Hamlet in North Yorkshire, England

Aislaby is a hamlet and civil parish near the English town of Pickering, North Yorkshire. It lies on the A170 to the west of Pickering between Wrelton and Middleton.

==History==
The hamlet is mentioned in the Domesday Book and was known as Aslachesbi. In 1066 the land was owned by Gospatric and had 2 ploughlands.

The etymology of the name comes from Old Norse bȳ (farm or village) added to the name of the ownerAslakr.

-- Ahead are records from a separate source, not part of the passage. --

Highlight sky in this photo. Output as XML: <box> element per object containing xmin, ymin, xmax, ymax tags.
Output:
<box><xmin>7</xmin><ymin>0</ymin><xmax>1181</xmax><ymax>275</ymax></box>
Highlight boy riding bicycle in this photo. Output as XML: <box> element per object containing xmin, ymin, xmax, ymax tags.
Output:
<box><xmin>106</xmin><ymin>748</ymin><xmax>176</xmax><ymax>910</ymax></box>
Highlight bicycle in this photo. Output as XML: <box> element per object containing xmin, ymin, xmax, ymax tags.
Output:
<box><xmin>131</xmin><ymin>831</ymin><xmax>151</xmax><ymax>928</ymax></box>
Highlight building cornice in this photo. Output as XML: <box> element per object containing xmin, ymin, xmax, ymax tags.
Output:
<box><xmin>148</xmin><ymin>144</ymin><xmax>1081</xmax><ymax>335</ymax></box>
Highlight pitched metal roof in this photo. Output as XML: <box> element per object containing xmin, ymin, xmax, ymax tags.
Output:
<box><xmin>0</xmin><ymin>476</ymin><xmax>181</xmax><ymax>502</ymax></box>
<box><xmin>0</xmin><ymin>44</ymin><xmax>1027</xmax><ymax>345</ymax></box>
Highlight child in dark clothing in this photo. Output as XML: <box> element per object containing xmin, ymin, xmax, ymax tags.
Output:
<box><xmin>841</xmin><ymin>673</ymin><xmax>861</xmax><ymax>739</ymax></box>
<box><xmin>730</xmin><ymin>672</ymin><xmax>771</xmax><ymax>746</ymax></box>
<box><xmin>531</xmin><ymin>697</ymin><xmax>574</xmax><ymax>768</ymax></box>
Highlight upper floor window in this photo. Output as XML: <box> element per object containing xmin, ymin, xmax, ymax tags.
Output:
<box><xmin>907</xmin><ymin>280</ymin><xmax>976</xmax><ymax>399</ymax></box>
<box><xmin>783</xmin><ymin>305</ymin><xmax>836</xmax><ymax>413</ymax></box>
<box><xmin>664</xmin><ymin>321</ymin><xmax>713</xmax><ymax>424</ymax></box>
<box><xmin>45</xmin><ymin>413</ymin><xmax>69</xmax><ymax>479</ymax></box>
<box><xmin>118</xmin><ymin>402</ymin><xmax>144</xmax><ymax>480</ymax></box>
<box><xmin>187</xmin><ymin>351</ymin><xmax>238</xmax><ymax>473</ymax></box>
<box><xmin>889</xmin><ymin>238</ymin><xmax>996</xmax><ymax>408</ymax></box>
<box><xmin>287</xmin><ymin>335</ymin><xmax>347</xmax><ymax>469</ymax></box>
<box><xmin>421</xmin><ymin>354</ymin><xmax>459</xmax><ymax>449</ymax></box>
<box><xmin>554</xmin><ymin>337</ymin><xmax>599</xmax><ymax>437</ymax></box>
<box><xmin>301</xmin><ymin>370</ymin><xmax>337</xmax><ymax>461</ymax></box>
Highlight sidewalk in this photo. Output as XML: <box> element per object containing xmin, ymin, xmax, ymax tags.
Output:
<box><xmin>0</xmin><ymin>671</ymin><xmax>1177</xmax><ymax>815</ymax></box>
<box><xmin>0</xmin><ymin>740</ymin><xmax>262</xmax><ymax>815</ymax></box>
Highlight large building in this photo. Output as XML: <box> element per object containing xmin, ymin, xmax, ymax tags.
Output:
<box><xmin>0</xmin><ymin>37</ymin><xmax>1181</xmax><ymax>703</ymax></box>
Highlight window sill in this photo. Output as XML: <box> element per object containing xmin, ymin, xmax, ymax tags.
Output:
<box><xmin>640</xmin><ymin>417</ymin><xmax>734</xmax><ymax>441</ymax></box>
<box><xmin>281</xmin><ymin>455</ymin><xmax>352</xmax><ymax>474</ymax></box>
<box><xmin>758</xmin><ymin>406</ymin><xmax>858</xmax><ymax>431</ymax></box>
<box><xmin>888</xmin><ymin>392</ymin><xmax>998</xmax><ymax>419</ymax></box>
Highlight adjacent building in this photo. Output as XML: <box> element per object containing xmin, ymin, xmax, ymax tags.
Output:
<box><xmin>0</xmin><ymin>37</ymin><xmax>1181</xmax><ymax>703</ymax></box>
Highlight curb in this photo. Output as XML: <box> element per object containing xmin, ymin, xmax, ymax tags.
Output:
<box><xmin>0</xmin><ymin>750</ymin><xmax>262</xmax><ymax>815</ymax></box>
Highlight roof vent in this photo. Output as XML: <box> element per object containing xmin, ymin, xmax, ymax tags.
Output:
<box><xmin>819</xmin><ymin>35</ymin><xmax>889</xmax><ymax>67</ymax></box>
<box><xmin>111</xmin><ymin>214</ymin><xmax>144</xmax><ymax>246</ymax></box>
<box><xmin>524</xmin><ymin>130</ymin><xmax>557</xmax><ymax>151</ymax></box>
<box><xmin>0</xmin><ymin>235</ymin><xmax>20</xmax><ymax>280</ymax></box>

Aislaby Hall was built in the village in 1742, and is now grade II* listed.

==Demographics==
The population of the civil parish was less than 100 at the 2011 Census. Details are included in the civil parish of Cropton.

==Governance==
The hamlet is within the Thirsk and Malton Parliamentary constituency and the Kirkbymoorside and Dales Electoral Ward of North Yorkshire Council. The hamlet is part of the civil parish of Aislaby, Middleton and Wrelton. From 1974 to 2023 it was part of the district of Ryedale, it is now administered by the unitary North Yorkshire Council.

==Community==
The hamlet lies within the Primary Education catchment area for Pickering Junior School and the Secondary Education catchment area for Lady Lumley's School in Pickering.